Western’in “dar” kalıpları Uzak Doğu’dan, İtalya’ya pek çok farklı kültürün dikkatini çekmiş ve bir şekilde harman türler ortaya çıkarmıştır. Yine de klasik Hollywood dönemi Western filmlerinin belirli bir çizgiyi takip ettiğini gözden kaçırmamalıyız. Bu klasik temalar 50 yıl kadar önce Frank Gruber tarafından belirlenmiş ve o dönem dair hâlen daha yapılmış en iyi gruplamada daha açık görülebilmektedir. Gruber’a göre yedi ana hikâye izleği var. Bunlardan ilki “Union Pacific” hikâyesi. Yani batıya doğru yapılan telgraf, tren yolu gibi inşaatları, teknolojinin batıya seyahatini ya da bu seyahatin etkilerini anlatan, bu hikâyelerin etrafında dönen filmler. İkincisi “Çiftlik” hikâyesi. Bu da Union Pacific gibi tarihsel gerçeklerden epey etkilenen bir izlek. Buradada iki durum söz konusu. Birincisi, küçük ya da büyük, bir çiftliğe ve oranın sahibi olan aileye edilen tehditler ve bunların çözümlenmesi üzerine. Bir diğeri ise, küçük toprak sahiplerinin büyük sığır sürüsü sahipleri tarafından yerinden edilmesi durumu.

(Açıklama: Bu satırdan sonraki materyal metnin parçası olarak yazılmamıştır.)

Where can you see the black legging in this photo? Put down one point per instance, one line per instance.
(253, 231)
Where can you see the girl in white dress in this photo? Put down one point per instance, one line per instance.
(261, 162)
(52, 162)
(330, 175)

Gerçekten de bu türde filmler epey fazla, çünkü ana çatışmalarını burada anlatılanlar gibi tarihsel olaylardan alıyorlar. Üçüncü grup “İmparatorluk” hikâyesi. Bu aslında westerne özgü bir hikâye türü değil elbette, ancak içinde westerne özgü altına hücum, petrol çıkarma ya da büyük toprak sahibi olarak sıfırdan zengin olma, bir “imparatorluk” kurma hikâyesini anlatan yükseliş öykülerini barındırıyor. Dördüncü tür de westerne özgü değil fakat western içerisinde çok daha parlak örneklerine rastladığımız “intikam” hikâyelerinden oluşuyor. Beşinci biçim Batının kolonize edilmesini de içeren, “süvariler ve yerliler” hikâyeleri. Burada genelde alt metin doğudan beyaz adamın gelerek batıdaki “vahşilere demokrasi getirmesinden” ibaret. Altıncı hikâye izleği western dendiğinde en çok akla gelenlerden biri: “kanun kaçağı” hikâyesi. Burada etik sebepleri olsun ya da olmasın, iyi birer insan olsunlar ya da olmasınlar, baş karakter(ler)imiz kanun kaçağı oluyor. Son hikâye biçemi de benzeri biçimde “kanun adamı” hikâyesi.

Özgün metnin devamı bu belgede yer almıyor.